Mais tous les “forts” joueurs ont des points faibles : il y a celui qui n’aime pas les jeux d’enchères, celui qui n’aime pas les jeux de majo, celui qui n’aime pas la part de hasard, etc…
J’en connais un qui est imbattable à Tzolk’in, un autre difficilement prenable à T&E, un autre qui gagnait régulièrement à Myrmes et Troyes…
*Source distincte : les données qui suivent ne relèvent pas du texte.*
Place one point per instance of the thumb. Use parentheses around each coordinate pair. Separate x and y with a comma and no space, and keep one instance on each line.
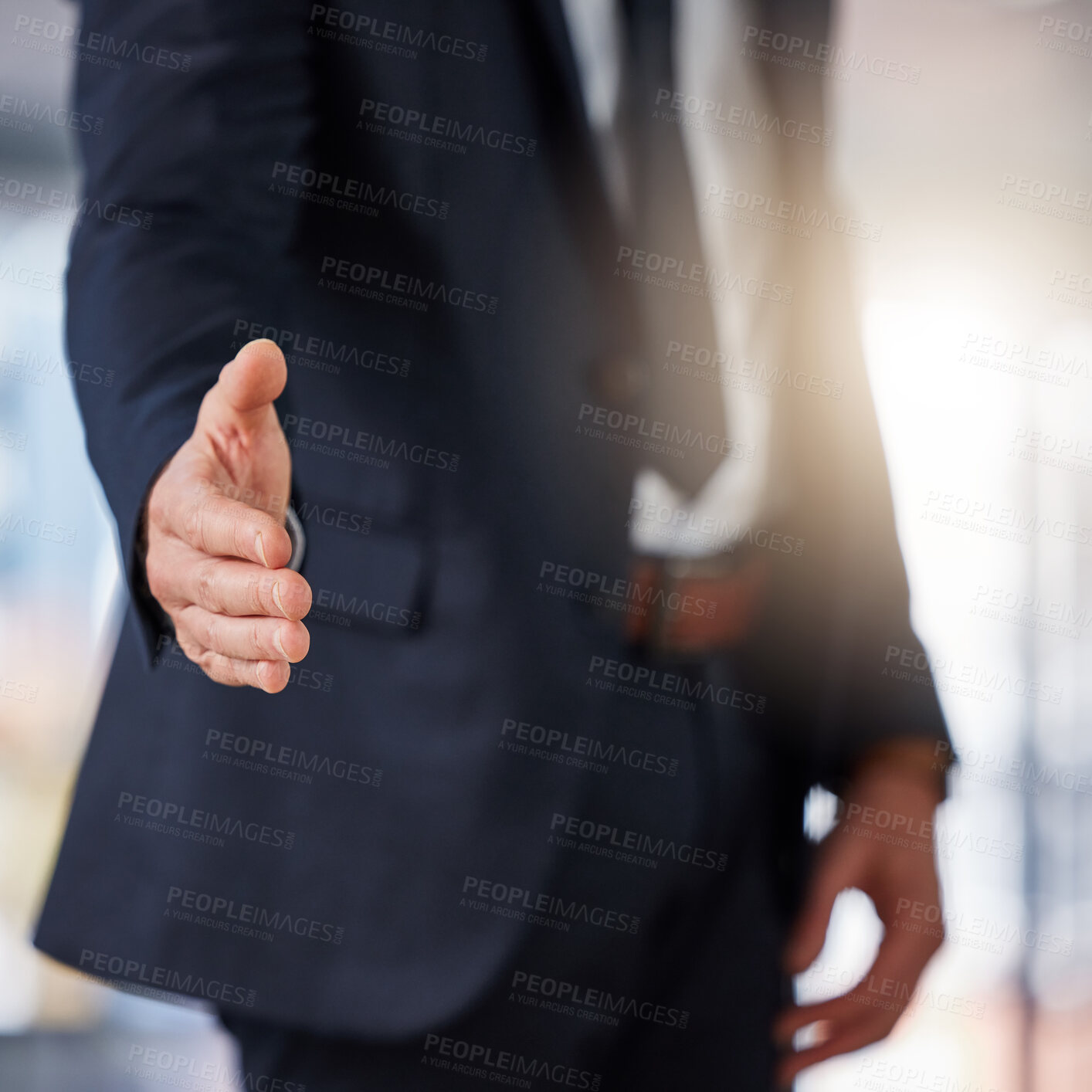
(253,379)
(838,868)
C’est une bonne chose d’affronter ce type de joueur. Cela crée un challenge et c’est ce que je recherche sur des jeux ayant une certaine densité. Cela dit, jouer contre des joueurs à la force plus modeste (dont je fais partie) est un plaisir aussi (et puis cela me laisse de meilleures chances…).no
Pour revenir sur un point évoqué plus haut, gagner est-il important ?  J’ai toujours trouvé que la question était mal posée. Ce qui est important, c’est de faire ce qu’il faut pour essayer de gagner. D’ailleurs, si on lit attentivement la plupart des règles, elles fixent le plus souvent un but du jeu, à savoir d’être le premier à réaliser ceci ou être celui qui a le plus de cela à la fin de la partie, etc…, et donc ne pas essayer de gagner, c’est ne pas respecter une des règles du jeu. Les joueurs qui jouent sans être spécialement motiver pour offrir une bonne opposition et même l’emporter, je considère qu’ils jouent pas vraiment, et donc…ben disons que je leur propose ensuite des jeux d’ambiances sympas, mais pas plus.